In 2009, the Council of Australian Governments (COAG)* endorsed the National Partnership Agreement on Natural Disaster Resilience. This agreement provided Commonwealth funding to local regions to increase the resilience of their communities to natural disasters. As a condition of this initial funding, each State and Territory was required to undertake risk assessments to inform and address priorities for risk mitigation.
In 2013 the State Emergency Management Committee (SEMC) initiated the State Risk Project, which was designed to build a comprehensive and consistent understanding of the risks faced at state, district and local levels. Consequently, a series of state-level risk assessment workshops were held to assess the risks posed by seven sudden-onset natural hazards. The initial hazards assessed were heatwave, flood, bushfire, cyclone, tsunami, earthquake and storm. The results were reported to the Commonwealth in 2013 and an update of the state's risk profile was delivered in 2017.
Western Australia currently has 28 hazards prescribed within emergency management (EM) legislation. These hazards are natural or man-made in origin, or a combination of both. The State Risk Project has identified a range of potential vulnerabilities that may be affected by any of these hazards. These vulnerabilities, grouped under six key themes reflecting the State core objectives, are considered of critical importance to the wellbeing of the state. The six themes are people, economy, infrastructure, social setting, government and environment. The State Risk Project seeks to gain a robust understanding of risks genuinely faced. From there, the State can use the information to formulate appropriate and cost-effective mitigation strategies that lower risk and contribute to building a more resilient Western Australia.
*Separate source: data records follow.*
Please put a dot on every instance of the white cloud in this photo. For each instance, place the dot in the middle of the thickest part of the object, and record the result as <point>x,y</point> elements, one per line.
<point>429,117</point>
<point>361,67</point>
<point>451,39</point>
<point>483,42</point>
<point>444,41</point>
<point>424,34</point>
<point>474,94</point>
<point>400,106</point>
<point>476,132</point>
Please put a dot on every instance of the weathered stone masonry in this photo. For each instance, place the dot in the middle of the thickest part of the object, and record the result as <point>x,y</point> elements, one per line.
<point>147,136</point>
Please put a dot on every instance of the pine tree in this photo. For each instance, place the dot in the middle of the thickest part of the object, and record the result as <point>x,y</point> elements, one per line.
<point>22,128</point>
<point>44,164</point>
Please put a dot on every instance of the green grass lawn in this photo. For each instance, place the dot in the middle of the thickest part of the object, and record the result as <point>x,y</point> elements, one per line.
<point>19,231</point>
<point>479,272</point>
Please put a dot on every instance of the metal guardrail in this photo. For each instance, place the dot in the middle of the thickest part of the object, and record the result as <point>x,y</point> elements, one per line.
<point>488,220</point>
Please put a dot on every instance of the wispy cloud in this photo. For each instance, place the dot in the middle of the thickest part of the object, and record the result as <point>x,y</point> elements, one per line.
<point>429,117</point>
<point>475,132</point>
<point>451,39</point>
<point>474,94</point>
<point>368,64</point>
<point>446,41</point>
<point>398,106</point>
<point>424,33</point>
The State Risk Project uses both the methodology and criteria outlined in the National Emergency Risk Assessment Guidelines (NERAG) and internationally recognised standards for the risk assessment process (AS/NZS ISO 31000:2009). Assessments, based on a worst-case scenario event (and a near worst-case scenario event for state-level), are conducted in workshop settings. The scenarios are scalable for state, district and local levels, and are tailored accordingly. This methodology ensures all data is consistent and can be compared.
For the state-level phase of the project, the majority of risk assessment workshops were held in Perth between 2013 and 2018. The final state-level workshop, assessing risks associated with the hazards of hostile act and terrorist act, was conducted on the 26th May 2021.
The district level risk assessment workshop program (for priority hazards) across all of the state's EM districts took place during 2015 and 2016. Our understanding of risks has grown significantly, largely as a result of the data collected in the project's district phase. Risk data was used to create comprehensive risk reports and risk profiles for each EM district in WA. These reports are now available on our District page.
The local level phase of the project commenced in 2017, with local government participation and support for the project being very strong. The aim of the local level component is to provide training, support and tools that local governments can use to assist them in undertaking the emergency risk management process (as required by existing policy).
*Now the National Federation Reform Council (NFRC).